这话在五分钟前或许还伤得了她,但现在,她气得只想一泄为快。“是呀!你当然不需要!”她冷笑。“因为真正没心没肝的人是你,不是我妈。”
“你……”
“在我听来,你只是把妈妈当个宠物在养,吃好的、穿好的又怎样?当她做出了不顺你意的事情时,你就毫不留情一脚特地踢出家门,让她在外面自生自灭!”
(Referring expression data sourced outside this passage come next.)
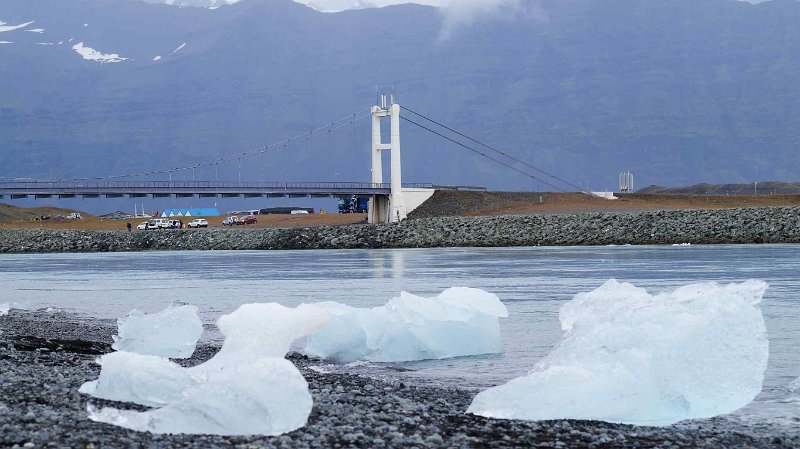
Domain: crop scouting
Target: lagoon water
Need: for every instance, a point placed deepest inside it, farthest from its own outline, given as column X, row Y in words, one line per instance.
column 532, row 282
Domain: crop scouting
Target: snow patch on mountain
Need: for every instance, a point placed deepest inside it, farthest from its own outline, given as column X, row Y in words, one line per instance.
column 91, row 54
column 6, row 27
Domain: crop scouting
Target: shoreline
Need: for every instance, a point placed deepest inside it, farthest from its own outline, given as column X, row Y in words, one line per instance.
column 663, row 227
column 45, row 356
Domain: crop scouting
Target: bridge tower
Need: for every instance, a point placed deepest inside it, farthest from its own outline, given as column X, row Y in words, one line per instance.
column 381, row 208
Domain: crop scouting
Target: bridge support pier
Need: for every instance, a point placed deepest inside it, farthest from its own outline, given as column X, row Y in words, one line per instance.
column 378, row 209
column 396, row 209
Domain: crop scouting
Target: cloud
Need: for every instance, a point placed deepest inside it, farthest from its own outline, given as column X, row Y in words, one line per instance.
column 462, row 13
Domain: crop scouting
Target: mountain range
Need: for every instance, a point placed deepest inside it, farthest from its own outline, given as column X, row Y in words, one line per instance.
column 677, row 91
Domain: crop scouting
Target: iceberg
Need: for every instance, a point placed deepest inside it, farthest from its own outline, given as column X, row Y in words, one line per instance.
column 265, row 397
column 458, row 322
column 247, row 388
column 630, row 357
column 173, row 332
column 142, row 379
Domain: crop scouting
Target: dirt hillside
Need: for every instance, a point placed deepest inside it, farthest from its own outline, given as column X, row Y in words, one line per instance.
column 471, row 203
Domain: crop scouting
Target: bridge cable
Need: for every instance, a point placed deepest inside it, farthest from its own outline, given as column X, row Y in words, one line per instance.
column 515, row 159
column 507, row 165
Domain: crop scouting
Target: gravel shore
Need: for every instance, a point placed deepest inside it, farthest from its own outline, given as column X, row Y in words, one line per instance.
column 699, row 226
column 46, row 355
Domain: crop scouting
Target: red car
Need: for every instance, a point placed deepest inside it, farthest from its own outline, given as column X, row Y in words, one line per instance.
column 248, row 219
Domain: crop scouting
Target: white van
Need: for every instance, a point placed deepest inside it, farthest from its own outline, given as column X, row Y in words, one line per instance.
column 158, row 223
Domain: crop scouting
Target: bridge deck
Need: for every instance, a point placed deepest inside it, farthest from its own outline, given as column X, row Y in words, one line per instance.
column 205, row 189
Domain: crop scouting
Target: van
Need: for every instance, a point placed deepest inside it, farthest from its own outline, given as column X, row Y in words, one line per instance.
column 158, row 223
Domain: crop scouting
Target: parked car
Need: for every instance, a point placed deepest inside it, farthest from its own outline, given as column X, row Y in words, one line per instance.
column 198, row 223
column 158, row 223
column 248, row 219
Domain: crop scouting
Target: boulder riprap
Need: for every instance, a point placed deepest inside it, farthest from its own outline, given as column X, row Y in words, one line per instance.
column 697, row 226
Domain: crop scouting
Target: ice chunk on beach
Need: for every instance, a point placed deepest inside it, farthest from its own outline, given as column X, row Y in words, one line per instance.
column 458, row 322
column 247, row 388
column 631, row 357
column 173, row 332
column 265, row 397
column 142, row 379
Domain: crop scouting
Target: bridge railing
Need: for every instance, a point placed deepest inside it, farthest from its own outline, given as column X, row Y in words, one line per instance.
column 95, row 185
column 101, row 184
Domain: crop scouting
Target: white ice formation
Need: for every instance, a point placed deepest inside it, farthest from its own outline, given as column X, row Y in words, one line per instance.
column 5, row 27
column 142, row 379
column 172, row 332
column 178, row 49
column 248, row 388
column 459, row 322
column 91, row 54
column 631, row 357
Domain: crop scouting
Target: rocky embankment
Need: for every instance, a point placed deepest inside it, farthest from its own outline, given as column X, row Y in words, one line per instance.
column 709, row 226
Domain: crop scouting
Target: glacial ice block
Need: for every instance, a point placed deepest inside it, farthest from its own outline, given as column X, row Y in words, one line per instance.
column 631, row 357
column 247, row 388
column 142, row 379
column 173, row 332
column 265, row 397
column 458, row 322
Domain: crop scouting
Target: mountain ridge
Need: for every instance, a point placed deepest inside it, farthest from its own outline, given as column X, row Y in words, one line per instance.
column 678, row 92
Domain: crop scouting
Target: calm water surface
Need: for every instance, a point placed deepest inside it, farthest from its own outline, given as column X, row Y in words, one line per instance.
column 532, row 282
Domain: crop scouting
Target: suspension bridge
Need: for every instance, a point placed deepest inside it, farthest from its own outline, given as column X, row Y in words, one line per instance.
column 388, row 202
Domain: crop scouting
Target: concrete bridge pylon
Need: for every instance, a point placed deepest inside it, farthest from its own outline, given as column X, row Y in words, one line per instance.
column 384, row 209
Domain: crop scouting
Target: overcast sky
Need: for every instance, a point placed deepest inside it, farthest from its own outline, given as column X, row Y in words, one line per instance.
column 339, row 5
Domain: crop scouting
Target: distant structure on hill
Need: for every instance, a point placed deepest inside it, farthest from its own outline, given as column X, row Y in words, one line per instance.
column 195, row 212
column 626, row 182
column 764, row 188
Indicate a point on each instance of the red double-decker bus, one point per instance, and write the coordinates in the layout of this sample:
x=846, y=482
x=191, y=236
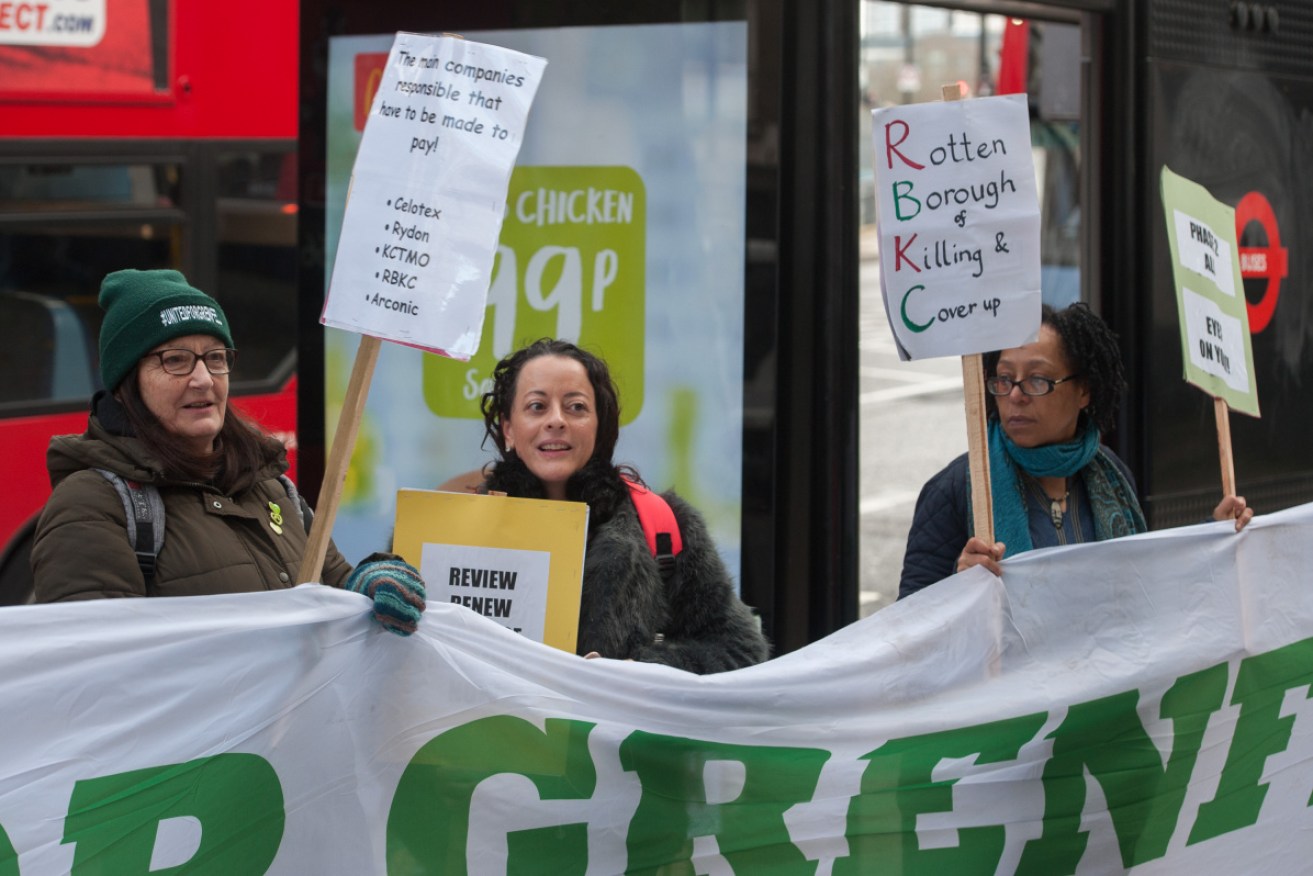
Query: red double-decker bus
x=138, y=134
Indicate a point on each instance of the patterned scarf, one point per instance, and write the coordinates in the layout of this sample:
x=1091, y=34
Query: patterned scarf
x=1116, y=510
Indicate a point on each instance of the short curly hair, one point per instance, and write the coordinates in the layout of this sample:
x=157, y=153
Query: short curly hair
x=496, y=402
x=1093, y=352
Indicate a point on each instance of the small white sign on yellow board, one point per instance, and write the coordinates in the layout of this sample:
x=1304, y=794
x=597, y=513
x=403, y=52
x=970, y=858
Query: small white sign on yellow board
x=516, y=561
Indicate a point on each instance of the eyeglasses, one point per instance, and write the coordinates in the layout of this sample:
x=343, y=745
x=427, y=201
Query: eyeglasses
x=183, y=361
x=1032, y=385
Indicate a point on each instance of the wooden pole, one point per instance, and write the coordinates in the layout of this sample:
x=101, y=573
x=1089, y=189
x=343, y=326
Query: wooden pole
x=977, y=445
x=977, y=430
x=1224, y=445
x=339, y=456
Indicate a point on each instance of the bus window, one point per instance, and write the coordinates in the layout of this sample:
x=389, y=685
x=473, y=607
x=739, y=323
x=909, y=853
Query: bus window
x=258, y=259
x=63, y=225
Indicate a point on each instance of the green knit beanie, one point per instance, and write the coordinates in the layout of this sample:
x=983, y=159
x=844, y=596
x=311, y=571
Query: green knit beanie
x=145, y=309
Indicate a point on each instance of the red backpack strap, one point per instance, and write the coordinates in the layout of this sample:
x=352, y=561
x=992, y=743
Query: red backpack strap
x=659, y=525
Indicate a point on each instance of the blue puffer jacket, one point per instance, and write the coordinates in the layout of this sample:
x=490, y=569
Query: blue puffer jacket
x=939, y=528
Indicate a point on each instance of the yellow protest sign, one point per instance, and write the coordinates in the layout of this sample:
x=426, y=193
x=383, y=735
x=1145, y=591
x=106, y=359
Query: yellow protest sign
x=516, y=561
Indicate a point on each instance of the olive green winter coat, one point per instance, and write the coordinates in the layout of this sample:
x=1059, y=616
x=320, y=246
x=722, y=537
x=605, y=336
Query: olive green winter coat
x=213, y=543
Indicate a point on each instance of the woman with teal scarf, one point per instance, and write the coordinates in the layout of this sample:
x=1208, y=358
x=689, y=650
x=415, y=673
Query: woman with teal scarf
x=1052, y=480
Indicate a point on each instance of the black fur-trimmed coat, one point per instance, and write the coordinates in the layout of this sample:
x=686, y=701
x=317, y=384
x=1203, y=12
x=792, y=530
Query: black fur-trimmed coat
x=628, y=611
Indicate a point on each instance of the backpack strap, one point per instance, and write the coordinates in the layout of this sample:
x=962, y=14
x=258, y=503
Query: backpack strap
x=145, y=511
x=659, y=527
x=302, y=507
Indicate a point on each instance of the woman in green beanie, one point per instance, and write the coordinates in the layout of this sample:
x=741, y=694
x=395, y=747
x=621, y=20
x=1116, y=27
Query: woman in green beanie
x=231, y=519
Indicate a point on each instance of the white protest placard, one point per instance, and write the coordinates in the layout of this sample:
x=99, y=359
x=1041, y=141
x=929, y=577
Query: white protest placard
x=428, y=193
x=959, y=223
x=1215, y=339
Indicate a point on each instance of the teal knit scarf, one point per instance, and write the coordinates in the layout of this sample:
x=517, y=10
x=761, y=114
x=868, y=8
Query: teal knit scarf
x=1116, y=510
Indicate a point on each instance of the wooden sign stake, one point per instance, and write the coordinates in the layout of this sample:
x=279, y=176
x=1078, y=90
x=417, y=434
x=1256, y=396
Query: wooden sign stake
x=977, y=428
x=339, y=456
x=1224, y=445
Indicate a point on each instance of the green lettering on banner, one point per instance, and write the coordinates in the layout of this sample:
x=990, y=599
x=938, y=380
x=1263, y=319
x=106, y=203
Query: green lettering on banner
x=1261, y=730
x=1107, y=738
x=749, y=830
x=898, y=786
x=236, y=797
x=8, y=856
x=428, y=824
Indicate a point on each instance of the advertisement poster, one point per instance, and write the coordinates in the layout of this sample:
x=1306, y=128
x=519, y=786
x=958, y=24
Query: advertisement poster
x=624, y=231
x=428, y=192
x=959, y=222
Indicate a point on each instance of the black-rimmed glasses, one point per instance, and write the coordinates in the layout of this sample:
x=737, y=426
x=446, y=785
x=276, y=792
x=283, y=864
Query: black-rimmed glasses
x=183, y=361
x=1032, y=385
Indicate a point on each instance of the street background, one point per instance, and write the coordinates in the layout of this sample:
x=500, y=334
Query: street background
x=911, y=426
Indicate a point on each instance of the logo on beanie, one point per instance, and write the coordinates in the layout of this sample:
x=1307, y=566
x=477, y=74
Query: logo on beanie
x=189, y=313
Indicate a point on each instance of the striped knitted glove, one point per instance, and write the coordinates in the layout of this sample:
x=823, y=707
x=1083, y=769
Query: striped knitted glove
x=395, y=587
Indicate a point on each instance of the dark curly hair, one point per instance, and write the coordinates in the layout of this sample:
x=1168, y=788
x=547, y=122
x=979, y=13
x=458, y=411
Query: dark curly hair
x=1093, y=352
x=598, y=482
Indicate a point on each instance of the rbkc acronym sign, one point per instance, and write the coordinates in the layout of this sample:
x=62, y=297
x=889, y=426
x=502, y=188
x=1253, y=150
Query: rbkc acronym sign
x=240, y=808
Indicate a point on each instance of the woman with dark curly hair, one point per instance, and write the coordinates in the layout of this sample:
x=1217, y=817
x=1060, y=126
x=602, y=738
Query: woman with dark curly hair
x=553, y=414
x=1052, y=480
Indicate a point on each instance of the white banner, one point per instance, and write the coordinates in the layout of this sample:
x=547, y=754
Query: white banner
x=428, y=193
x=1139, y=705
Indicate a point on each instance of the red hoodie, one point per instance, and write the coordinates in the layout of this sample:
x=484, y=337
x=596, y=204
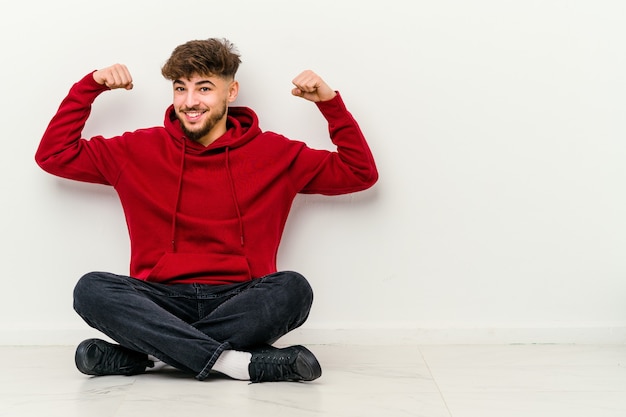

“那是她自找的!”王心湘低吼道。“而且我赶她出去刚好顺了她的意,不是吗?和你父亲在外面双宿双飞,还生了你们这两个小杂种!”她恨恨地说道。
杂种?这个老太婆真的是变态!琦芳扬扬眉。“还真巧呀!偏偏你又是这两个杂种的外婆喔!”
王心湘愤怒的高举起拐杖,朝她快步走过来,一副欲将她打死的模样,琦芳昂然站着,没有闪避,当棍子落下时,她精确地用手接了下来并一把夺过,将之扔在一旁,当王心湘整个人如恶虎般朝她扑打过来,她毫不费力地握住了那双手,十八岁的她,力气可是远远超过眼前这个七十岁的老太婆。
这是琦芳头一次碰到王心湘的身躯,瘦骨磷峋,皮肤上皱纹遍布,更夹杂着黑褐色的老人斑,她突然警觉到眼前这个女人,只不过是个老人罢了,而她居然这样不顾一切的刺激对方,即使能在言辞上狠狠挫败这个女人又如何?这样的“赢”又有何价值?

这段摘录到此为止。